Processing XML in Erlang

Introduction

This is my second stab at Erlang (see the ring benchmark article for my first take on it). This time around I wanted to get a sense of how well Erlang and its libraries support more mundane tasks like e.g. XML parsing.

I am not a big fan of XML but it is the lingua franca of the web and any language that aspires to become “mainstream” has to support it in an efficient manner.
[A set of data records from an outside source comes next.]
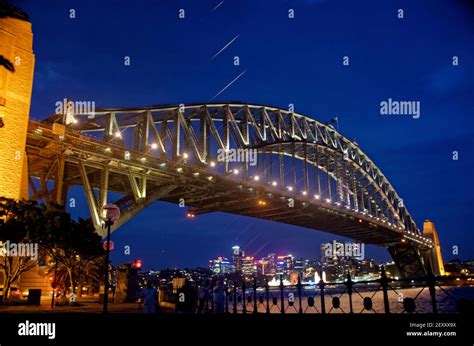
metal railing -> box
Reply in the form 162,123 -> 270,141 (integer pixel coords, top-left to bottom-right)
164,269 -> 474,314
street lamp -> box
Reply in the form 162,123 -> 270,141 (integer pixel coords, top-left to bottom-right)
100,204 -> 120,314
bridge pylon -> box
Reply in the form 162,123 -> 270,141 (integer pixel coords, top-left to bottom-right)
422,220 -> 445,276
0,15 -> 35,200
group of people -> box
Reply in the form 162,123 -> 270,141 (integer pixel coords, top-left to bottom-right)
139,279 -> 227,314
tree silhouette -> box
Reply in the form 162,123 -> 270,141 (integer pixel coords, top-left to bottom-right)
0,1 -> 30,22
0,55 -> 14,72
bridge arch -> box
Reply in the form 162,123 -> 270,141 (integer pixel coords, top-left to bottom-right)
27,103 -> 437,277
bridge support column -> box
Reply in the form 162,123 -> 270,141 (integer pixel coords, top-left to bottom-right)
422,220 -> 445,276
0,16 -> 35,200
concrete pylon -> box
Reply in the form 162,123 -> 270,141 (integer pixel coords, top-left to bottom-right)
423,220 -> 445,276
0,15 -> 35,200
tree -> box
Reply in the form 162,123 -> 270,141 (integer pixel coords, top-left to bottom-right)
0,198 -> 104,300
0,198 -> 43,300
40,206 -> 103,296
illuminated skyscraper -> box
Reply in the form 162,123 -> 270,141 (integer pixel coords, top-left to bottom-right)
232,245 -> 244,272
209,256 -> 234,274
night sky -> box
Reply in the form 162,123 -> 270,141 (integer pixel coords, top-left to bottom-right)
18,0 -> 474,269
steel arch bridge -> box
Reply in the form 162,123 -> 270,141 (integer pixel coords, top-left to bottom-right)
26,103 -> 444,278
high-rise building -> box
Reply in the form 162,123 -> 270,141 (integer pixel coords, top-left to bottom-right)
276,255 -> 294,276
265,253 -> 276,276
209,256 -> 234,274
241,256 -> 256,277
232,245 -> 244,272
293,257 -> 304,274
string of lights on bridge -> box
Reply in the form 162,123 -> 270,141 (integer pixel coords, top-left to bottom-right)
36,110 -> 433,248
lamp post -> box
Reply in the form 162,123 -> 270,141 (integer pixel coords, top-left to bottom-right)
103,219 -> 112,313
50,260 -> 57,308
100,204 -> 120,314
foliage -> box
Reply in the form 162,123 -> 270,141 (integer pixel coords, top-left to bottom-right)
0,1 -> 30,21
0,198 -> 103,299
0,198 -> 43,300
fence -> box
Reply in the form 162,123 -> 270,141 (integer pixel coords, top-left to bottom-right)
162,269 -> 474,314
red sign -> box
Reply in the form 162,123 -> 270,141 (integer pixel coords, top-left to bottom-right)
100,204 -> 121,224
103,240 -> 114,251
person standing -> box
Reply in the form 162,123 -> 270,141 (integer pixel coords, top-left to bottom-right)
142,280 -> 158,313
197,281 -> 211,313
213,280 -> 226,313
In order to get a feeling for how well Erlang is doing in this respect I am going to repeat my recent XML processing experiments with Groovy but this time using Erlang.

Example

I’ll be doing some basic processing of RSS files. For a full example of what these look like see e.g. the MacBreak’s weekly RSS file. Here’s an excerpt (abridged for the sake of clarity):

  1 <?xml version="1.0" encoding="utf-8"?>
  2 <rss version="2.0">
  3   <channel>
  4     <title>MacBreak Weekly</title>
  5     <item>
  6       <title>MacBreak Weekly 53: Bill In A Box</title>
  7       <link>http://www.podtrac.com/twit.cachefly.net/MBW-053.mp3</link>
  8       <pubDate>Wed, 15 Aug 2007 12:58:11 -0700</pubDate>
  9       <enclosure url="http://www.podtrac.com/twit.cachefly.net/MBW-053.mp3" />
 10     </item>
 11   </channel>
 12 </rss>

Each of the potentially many <item> tags keeps the data pertaining to a single audiocast episode. What we want to extract is:

  • the audiocast episode title (<title> tag)
  • the publication date (<pubDate> tag)
  • the URL pointing to the MP3 file (<link> tag)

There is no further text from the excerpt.